You can use a RandomAccessFile.
As Perception mentions, you can use a RandomAccessFile. Also, in some situations, a FileChannel may work better. I've used these to handle binary file data with great success.
EDIT: you can get a FileChannel from the RandomAccessFile object using getChannel.
EDIT
This is my file reader, can I make this read it from bottom to up seeing how difficult it is to make it write from bottom to up.
BufferedReader mainChat = new BufferedReader(new FileReader("./messages/messages.txt"));
String str;
while ((str = mainChat.readLine()) != null)
{
System.out.println(str);
}
mainChat.close();
OR (old question)
How can I make it put the next String at the beginning of the file and then insert an new line(to shift the other lines down)?
FileWriter chatBuffer = new FileWriter("./messages/messages.txt",true);
BufferedWriter mainChat = new BufferedWriter(chatBuffer);
mainChat.write(message);
mainChat.newLine();
mainChat.flush();
mainChat.close();
Someone could correct me, but I'm pretty sure in most operating systems, there is no option but to read the whole file in, then write it back again.
I suppose the main reason is that, in most modern OSs, all files on the disc start at the beginning of a boundary. The problem is, you cannot tell the file allocation table that your file starts earlier than that point.
Therefore, all the later bytes in the file have to be rewritten. I don't know of any OS routines that do this in one step.
So, I would use a BufferedReader to store whole file into a Vector or StringBuffer, then write it all back with the prepended string first.
--
Edit
A way that would save memory for larger files, reading #Saury's randomaccessfile suggestion, would be:
file has N bytes to start with
we want to add on "hello world"
open the file for append
append 11 spaces
i=N
loop {
go back to byte i
read a byte
move to byte i+11
write that byte back
i--
} until i==0
then move to byte 0
write "hello world"
voila
Use FileUtils from Apache Common IO to simplify this if you can. However, it still needs to read the whole file in so it will be slow for large files.
List<String> newList = Arrays.asList("3");
File file = new File("./messages/messages.txt");
newList.addAll(FileUtils.readLines(file));
FileUtils.writeLines(file, newList);
FileUtils also have read/write methods that take care of encoding.
Use RandomAccessFile to read/write the file in reverse order.
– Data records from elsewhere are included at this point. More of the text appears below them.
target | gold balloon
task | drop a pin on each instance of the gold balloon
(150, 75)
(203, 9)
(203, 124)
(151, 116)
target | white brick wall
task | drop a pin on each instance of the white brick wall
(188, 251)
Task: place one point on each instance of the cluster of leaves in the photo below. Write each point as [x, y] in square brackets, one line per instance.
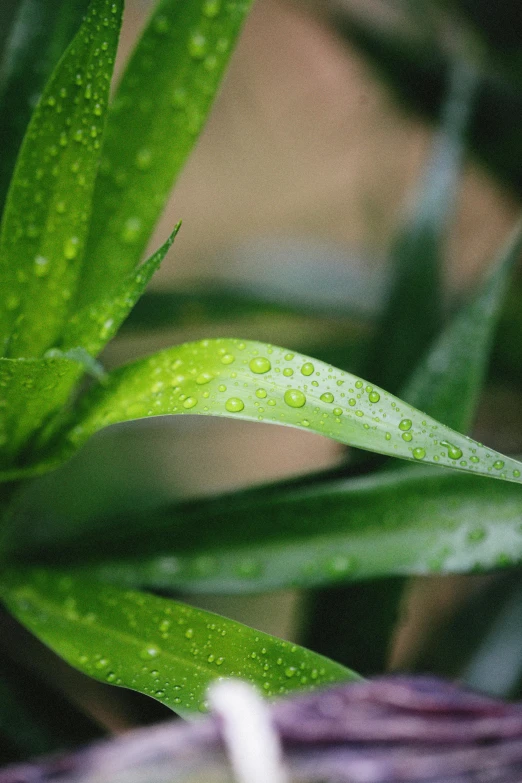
[90, 181]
See following links for more details.
http://www.java2s.com/Code/Java/File-Input-Output/UseRandomAccessFiletoreverseafile.htm
http://download.oracle.com/javase/1.5.0/docs/api/java/io/RandomAccessFile.html
As was suggested here pre-pending to a file is rather difficult and is indeed linked to how files are stored on the hard drive. The operation is not naturally available from the OS so you will have to make it yourself and most obvious answers to this involve reading the whole file and writing it again. this may be fine for you but will incur important costs and could be a bottleneck for your application performance.
Appending would be the natural choice but this would, as far as I understand, make reading the file unnatural.
There are many ways you could tackle this depending on the specificities of your situation.
If writing this file is not time critical in your application and the file does not grow too big you could bite the bullet and read the whole file, prepend the information and write it again. apache's common-io's FileUtils will be of help here simpifying the operation where you can read the file as a list of strings, prepend the new lines to the list and write the list again.
If writing is time critical but have control over the reading or the file. That is, if the file is to be read by another of your programs. you could load the file in a list of lines and reverse the list. Again FileUtils from the common-io library and helper functions in the Collections class in the standard JDK should do the trick nicely.
If writing is time critical but the file is intended to be read through a normal text editor you could create a small class or program that would read the file and write it in another file with the preferred order.